A veces, el señor Florencio hacía portes
a Pinares, y al regreso nos regalaba pizorras para que hiciéramos
barquitos. Con la ayuda de una navajilla y un poco de habilidad y
paciencia, los chicos del barrio armábamos una flota de canoas, barcas y
carabelas preparada a entrar en acción en cuanto llegase la primera
tormenta de verano o el hombre de la manga riega apareciese por la
calle: “La manga riega que aquí no llega, si llegaría, me mojaría”.
Si la cantinela no hacía efecto a la primera, el griterío continuaba
con más fuerza e insistencia: La maaanga rieeega, que aquiií no
lleeega, si lleeegaría, me mooojaría”. Lo demás corría por nuestra
cuenta: con tierra y unos pocos guijarros hacíamos una presa
perpendicular al bordillo de la acera, y en la pequeña balsa que se
formaba echábamos nuestras pizorras convertidas en improvisadas e
improbables trirremes, en nuestro afán de reeditar, un montón de siglos
más tarde, las naumaquias de la antigua Roma, no en balde las películas
de romanos eran nuestras preferidas junto a las del Oeste.
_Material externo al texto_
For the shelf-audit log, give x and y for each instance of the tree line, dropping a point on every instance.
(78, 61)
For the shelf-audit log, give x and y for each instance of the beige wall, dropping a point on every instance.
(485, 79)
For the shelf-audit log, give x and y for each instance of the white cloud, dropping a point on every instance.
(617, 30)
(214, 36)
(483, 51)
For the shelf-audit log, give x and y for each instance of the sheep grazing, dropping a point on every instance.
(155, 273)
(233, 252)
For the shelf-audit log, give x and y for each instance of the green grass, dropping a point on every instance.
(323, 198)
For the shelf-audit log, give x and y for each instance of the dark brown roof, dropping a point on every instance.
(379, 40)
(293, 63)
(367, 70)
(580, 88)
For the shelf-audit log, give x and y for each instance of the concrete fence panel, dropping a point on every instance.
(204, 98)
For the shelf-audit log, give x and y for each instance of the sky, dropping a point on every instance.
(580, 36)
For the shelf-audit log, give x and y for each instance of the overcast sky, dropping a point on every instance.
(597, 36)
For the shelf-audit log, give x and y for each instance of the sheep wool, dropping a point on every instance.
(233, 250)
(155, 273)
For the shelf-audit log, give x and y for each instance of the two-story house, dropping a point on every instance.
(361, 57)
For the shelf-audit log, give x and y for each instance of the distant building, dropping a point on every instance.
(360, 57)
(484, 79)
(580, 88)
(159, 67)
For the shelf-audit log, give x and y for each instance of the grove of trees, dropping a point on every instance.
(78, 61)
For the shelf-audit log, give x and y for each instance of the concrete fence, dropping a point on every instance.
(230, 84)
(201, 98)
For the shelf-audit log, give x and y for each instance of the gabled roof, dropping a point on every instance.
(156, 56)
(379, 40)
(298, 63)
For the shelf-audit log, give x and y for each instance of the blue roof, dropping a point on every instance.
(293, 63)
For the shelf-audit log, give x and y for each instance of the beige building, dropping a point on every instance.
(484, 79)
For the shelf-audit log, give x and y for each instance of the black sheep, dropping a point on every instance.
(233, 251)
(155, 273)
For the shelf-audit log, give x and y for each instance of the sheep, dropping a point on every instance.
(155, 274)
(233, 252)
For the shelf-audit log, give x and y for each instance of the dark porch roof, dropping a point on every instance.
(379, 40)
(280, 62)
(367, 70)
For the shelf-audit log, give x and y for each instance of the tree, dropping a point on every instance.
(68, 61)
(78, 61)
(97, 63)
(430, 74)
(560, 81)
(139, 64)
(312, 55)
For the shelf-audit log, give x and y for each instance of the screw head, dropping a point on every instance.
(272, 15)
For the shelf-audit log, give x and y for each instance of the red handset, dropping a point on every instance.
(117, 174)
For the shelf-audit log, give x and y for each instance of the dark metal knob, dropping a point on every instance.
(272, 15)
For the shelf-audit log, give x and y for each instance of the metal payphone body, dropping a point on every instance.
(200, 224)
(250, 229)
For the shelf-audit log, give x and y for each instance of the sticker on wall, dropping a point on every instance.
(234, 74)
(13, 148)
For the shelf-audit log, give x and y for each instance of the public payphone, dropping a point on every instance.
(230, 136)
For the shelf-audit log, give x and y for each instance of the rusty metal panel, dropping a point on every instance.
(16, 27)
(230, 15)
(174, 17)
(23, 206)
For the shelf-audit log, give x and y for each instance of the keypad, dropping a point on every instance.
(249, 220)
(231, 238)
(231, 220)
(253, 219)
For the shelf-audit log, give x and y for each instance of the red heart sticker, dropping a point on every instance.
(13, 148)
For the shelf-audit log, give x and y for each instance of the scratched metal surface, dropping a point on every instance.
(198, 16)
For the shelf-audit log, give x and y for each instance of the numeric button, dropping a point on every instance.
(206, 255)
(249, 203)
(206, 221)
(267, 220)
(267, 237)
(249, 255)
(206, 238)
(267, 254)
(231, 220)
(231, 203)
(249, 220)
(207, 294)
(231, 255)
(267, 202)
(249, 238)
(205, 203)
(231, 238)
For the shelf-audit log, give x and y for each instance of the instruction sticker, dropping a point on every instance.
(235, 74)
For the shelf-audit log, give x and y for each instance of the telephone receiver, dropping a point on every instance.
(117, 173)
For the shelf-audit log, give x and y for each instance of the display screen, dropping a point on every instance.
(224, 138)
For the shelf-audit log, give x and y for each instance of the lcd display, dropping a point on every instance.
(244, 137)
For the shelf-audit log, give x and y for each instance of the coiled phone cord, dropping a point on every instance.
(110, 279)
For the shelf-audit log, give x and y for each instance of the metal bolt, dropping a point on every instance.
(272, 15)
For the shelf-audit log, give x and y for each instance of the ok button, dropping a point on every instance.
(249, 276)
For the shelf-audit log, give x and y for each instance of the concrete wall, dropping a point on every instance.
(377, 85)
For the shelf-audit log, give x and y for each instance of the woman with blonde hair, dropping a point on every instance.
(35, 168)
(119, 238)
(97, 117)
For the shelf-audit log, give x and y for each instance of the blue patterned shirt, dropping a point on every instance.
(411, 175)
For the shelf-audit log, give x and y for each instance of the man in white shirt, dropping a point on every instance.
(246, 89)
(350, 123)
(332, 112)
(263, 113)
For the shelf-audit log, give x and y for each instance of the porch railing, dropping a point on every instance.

Otras veces, iba con su carro hasta la
Rumba y alrededores, donde las carbonilleras, rebuscando entre el
balasto de la vía, o desperdigadas por el terraplén del ferrocarril, se
afanaban en recoger los fragmentos de carbón mal quemado y los que se
habían desprendido de las máquinas de vapor, que luego vendían a los
carboneros. Me resultaba extraña la vestimenta de aquellas mujerucas que
cubrían sus cabezas con un pañolón para protegerse del frío, y defendían
sus piernas de arañazos, rozaduras y miradas indiscretas embutidas en
bastos y raídos pantalones, los primeros que vi vestir al sexo femenino.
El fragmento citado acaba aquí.